Уход Шартрских драгун из Ле-Мана сделался знаком победы для "Club des Minimes" и других подобных ему организаций, и с этого дня они приобрели неограниченное влияние на все городские дела. Те чиновники муниципалитета, которые высказывались в свое время за то, чтобы полк остался в городе, лишились своих постов, и даже в самой национальной гвардии была проведена чистка: удалялись все, кто подозревался в симпатиях к старому режиму.

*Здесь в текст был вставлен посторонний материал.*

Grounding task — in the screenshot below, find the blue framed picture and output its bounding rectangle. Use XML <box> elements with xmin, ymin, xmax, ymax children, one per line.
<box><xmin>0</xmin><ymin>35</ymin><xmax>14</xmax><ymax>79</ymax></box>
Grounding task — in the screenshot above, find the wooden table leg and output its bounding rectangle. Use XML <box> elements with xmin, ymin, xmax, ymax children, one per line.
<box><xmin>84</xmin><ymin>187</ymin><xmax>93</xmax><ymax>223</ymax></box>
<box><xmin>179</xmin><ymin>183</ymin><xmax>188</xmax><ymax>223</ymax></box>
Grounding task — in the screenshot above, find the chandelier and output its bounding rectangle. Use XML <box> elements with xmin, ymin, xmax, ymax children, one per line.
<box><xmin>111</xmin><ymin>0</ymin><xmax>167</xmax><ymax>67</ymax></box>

В ознаменование этих изменений менялись названия улиц, срывались геральдические знаки, и в то же самое время началась продажа церковных земель.

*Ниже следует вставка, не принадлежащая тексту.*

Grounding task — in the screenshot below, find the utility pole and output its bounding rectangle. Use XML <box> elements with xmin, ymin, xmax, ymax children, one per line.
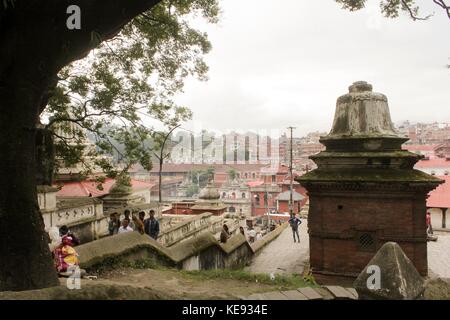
<box><xmin>153</xmin><ymin>125</ymin><xmax>181</xmax><ymax>204</ymax></box>
<box><xmin>288</xmin><ymin>127</ymin><xmax>295</xmax><ymax>215</ymax></box>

Начало всего этого я застала еще до своего отъезда домой. Мишель, услышав, что рабочие собираются ломать одну из небольших городских церквей и что все, находящееся в ней, будет продаваться любому, кто пожелает что-нибудь купить, предложил мне сходить и посмотреть, просто из любопытства.

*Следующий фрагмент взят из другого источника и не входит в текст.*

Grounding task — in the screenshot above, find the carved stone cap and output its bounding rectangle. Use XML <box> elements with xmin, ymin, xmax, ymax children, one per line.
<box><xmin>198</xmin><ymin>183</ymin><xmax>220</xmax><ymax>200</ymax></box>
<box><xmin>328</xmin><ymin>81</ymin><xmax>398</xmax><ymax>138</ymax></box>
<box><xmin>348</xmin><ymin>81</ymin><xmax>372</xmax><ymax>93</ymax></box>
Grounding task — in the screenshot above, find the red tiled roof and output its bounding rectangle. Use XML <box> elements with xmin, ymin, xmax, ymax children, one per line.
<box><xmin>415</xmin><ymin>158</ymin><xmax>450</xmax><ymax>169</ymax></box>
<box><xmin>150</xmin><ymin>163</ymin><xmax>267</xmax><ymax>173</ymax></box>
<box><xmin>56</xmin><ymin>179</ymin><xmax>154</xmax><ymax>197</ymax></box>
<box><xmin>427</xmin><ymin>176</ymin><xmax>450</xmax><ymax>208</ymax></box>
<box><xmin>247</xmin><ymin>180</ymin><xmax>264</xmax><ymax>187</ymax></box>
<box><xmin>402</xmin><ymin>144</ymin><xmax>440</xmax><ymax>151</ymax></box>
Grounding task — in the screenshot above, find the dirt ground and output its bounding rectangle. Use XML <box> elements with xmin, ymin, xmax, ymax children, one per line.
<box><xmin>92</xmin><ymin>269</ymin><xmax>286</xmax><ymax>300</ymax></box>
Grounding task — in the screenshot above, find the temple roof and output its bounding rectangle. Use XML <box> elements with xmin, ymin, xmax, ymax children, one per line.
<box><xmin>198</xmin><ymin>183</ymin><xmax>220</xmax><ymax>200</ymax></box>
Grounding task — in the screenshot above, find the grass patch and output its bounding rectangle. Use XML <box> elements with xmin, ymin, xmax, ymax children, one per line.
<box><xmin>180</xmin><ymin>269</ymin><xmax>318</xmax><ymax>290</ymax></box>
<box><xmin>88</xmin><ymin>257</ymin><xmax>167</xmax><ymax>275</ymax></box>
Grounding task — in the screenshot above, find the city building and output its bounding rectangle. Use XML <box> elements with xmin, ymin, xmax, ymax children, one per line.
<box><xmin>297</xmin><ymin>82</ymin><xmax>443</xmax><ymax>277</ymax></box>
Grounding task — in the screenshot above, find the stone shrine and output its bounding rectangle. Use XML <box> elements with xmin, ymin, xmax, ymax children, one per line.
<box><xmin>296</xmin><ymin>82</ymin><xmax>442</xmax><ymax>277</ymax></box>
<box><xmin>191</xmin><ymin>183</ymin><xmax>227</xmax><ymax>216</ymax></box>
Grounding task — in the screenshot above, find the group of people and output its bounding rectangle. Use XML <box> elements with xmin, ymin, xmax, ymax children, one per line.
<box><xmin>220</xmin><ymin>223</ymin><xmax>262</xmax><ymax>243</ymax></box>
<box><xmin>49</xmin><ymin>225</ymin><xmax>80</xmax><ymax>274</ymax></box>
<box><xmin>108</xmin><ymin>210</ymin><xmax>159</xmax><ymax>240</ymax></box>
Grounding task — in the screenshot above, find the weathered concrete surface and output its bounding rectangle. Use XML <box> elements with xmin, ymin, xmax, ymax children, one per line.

Это было странное зрелище, и не могу сказать, чтобы мне оно понравилось. Я считала, что это кощунство – продавать предметы, к которым мы привыкли относиться с благоговением. Церковь еще не начали крушить, но из нее уже вытащили все, что там находилось: алтарь, кафедру, разную церковную утварь – все это предлагалось для продажи местным торговцам. Поначалу торги шли довольно вяло, люди колебались, несомненно, по тем же причинам, что и я, глядя широко раскрытыми глазами на все это разрушение. Но потом они осмелели, стали даже неловко посмеиваться, и один здоровенный молодчик – это был мясник – вышел вперед, держа в руке пачку ассигнатов, и купил алтарное ограждение, чтобы поставить его в своей лавке. После этого никто уже более не колебался. Статуи, распятия, картины – все продавалось и быстро находило покупателя. Я видела, как две женщины, сгибаясь под тяжестью, несли отличную картину, изображающую Вознесение, а один мальчишка схватил распятие и вертит его над головой наподобие шпаги, словно играя в войну. Я повернулась и уныло побрела прочь по улице. Мне вдруг вспомнилась часовня в Ла-Пьере, мы с Эдме и добрый кюре, благословляющий нас после первого причастия.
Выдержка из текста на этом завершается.